Storage provider

The storage provider is used for storing temporary data used while executing an analysis job. There are two types of storage: Large collections of (single) values and "annotated rows", ie. rows that have been sampled or marked with a specific category which will be of interest to the user to inspect.

To explain the storage provider configuration let's look at the default element:

			<storage-provider>
			 <combined>
			  <collections-storage>
			   <berkeley-db/>
			  </collections-storage>
			  <row-annotation-storage>
			   <in-memory max-rows-threshold="1000" max-sets-threshold="200"/>
			  </row-annotation-storage>
			 </combined>
			</storage-provider> 

The element defines a combined storage strategy.

Collections are stored using berkeley-db, an embedded database by Oracle. This is the recommended strategy for collections.

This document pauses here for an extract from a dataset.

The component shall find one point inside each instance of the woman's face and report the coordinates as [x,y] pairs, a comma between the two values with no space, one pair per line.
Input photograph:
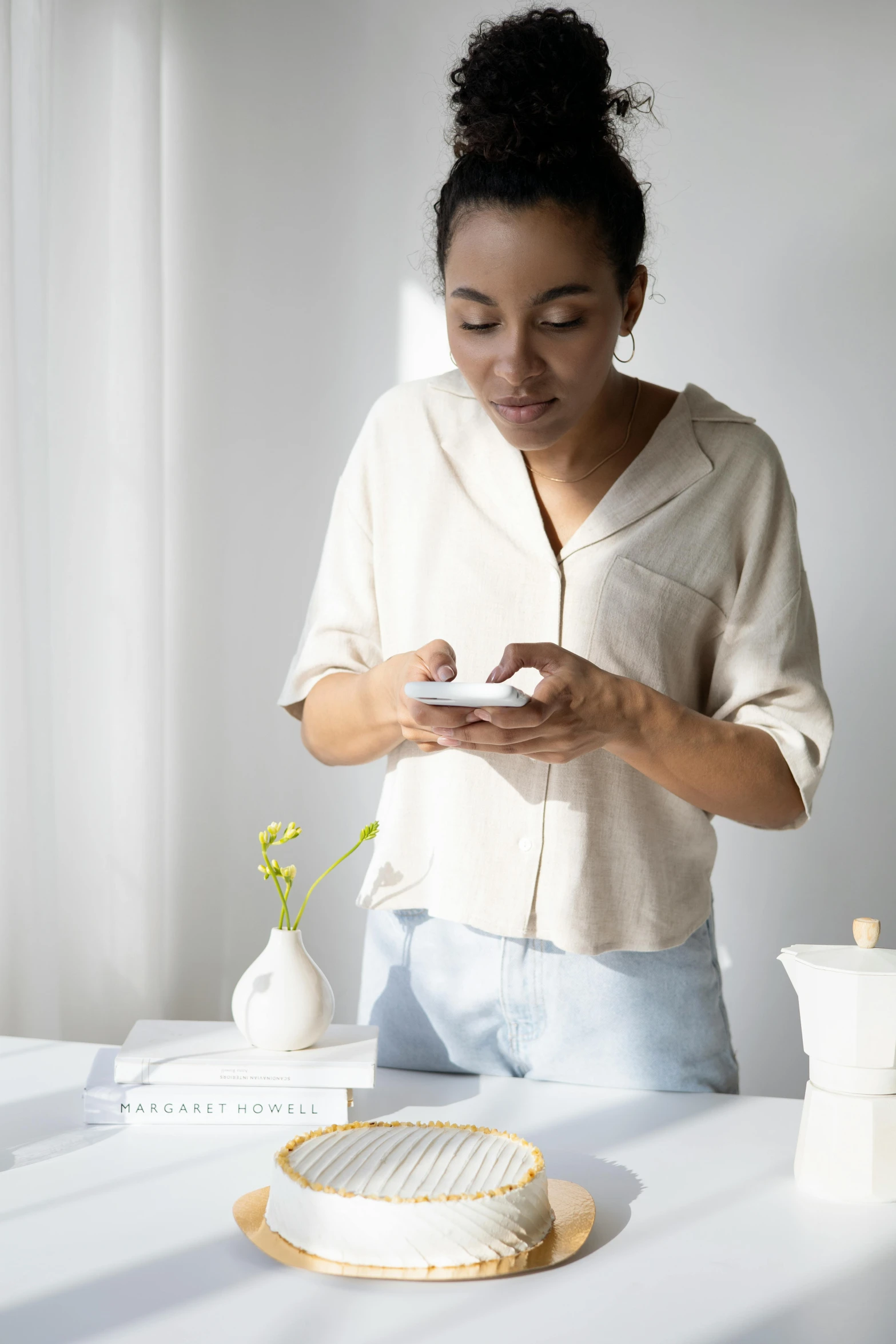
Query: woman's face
[533,316]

Row annotations are stored in memory. There's a threshold of 1000 rows in maximum 200 sets. This means that if more than 1000 records are annotated with the same category then additional records will not be saved (and thus is not viewable by the user). Furthermore it means that only up until 200 sample sets will be saved. Further annotations will not be sampled, but metrics still be counted. Most user scenarios will not require more than max. 1000 annotated records for inspection, but if this is really neccessary a different strategy can be pursued:

Using MongoDB for annotated rows

If you have a local MongoDB instance, you can use this as a store for annotated rows. This is how the configuration looks like:

				  <row-annotation-storage>
				   <custom-storage-provider class-name="org.datacleaner.storage.MongoDbStorageProvider"/>
				  </row-annotation-storage> 

The MongoDB storage provider solution has shown very good performance metrics, but does add more complexity to the installation, which is why it is still considered experimental and only for savvy users.